【ソウル聯合ニュース】在職中に長年の知人と共謀して大企業から多額の賄賂を受け取ったとして収賄罪などに問われ、ソウル拘置所(京畿道義王市)に収監されている前韓国大統領の朴槿恵(パク・クネ)被告が、16日にソウル市内の病院に入院する。法務部によると、同被告は近く肩の手術を受ける予定だ。

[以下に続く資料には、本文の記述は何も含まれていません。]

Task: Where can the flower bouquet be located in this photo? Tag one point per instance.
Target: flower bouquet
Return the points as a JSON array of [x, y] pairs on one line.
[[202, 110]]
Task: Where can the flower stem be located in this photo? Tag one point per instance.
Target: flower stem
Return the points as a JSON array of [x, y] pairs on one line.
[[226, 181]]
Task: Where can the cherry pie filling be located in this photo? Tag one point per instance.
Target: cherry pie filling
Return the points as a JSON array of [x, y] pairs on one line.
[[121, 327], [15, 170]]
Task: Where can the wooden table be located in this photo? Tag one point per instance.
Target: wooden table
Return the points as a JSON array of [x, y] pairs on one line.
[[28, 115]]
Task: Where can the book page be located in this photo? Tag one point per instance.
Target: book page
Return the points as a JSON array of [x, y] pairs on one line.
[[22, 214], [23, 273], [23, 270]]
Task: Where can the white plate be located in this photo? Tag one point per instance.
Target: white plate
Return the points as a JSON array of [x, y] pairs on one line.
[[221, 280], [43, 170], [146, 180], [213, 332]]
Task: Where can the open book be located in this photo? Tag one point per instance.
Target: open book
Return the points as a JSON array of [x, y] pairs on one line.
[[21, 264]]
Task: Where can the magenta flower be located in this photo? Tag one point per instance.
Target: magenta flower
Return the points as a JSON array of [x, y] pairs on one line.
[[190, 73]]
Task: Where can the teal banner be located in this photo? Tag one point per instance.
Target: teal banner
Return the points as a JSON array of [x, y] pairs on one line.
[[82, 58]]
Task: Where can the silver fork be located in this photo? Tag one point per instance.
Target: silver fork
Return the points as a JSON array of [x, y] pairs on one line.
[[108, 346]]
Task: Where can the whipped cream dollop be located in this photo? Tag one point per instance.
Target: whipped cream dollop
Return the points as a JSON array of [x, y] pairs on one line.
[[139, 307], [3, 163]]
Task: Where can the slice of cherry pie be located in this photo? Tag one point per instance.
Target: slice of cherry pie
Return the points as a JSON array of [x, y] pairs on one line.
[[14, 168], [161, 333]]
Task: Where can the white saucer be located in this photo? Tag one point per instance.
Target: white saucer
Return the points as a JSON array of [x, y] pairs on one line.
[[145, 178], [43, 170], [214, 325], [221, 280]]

 朴被告は2017年3月31日に逮捕され、ソウル拘置所に収監された。今年4月と今月初めに、頸椎(けいつい)や腰椎のヘルニア症状による痛みを訴えて検察に刑の執行停止を申し立てたが、2回とも認められなかった。2回目の申し立て却下から2日後の11日、法務部は肩の手術のため朴被告の入院を決定した。

 法務部関係者は「拘置所の医療スタッフによる診療、外部の医師の訪問診療と外部病院での診療など、治療に最善を尽くしてきたが、肩の痛みなど状態が好転せず、先ごろソウルにある外部の病院で精密検査をした。左肩の手術が必要とする専門医の所見と本人の意向を考慮し、16日に入院させることにした」と説明した。

 朴被告は二審で懲役25年と罰金200億ウォン(約18億3000万円)を言い渡されたが、先月の上告審判決で大法院(最高裁)は二審判決を破棄し、審理をソウル高裁に差し戻した。一方、大統領在任中の16年の国会議員総選挙を前に、当時の与党セヌリ党(現最大野党・自由韓国党)の公認候補選びに介入したとされる事件では、公職選挙法違反罪で懲役2年の実刑判決が確定している。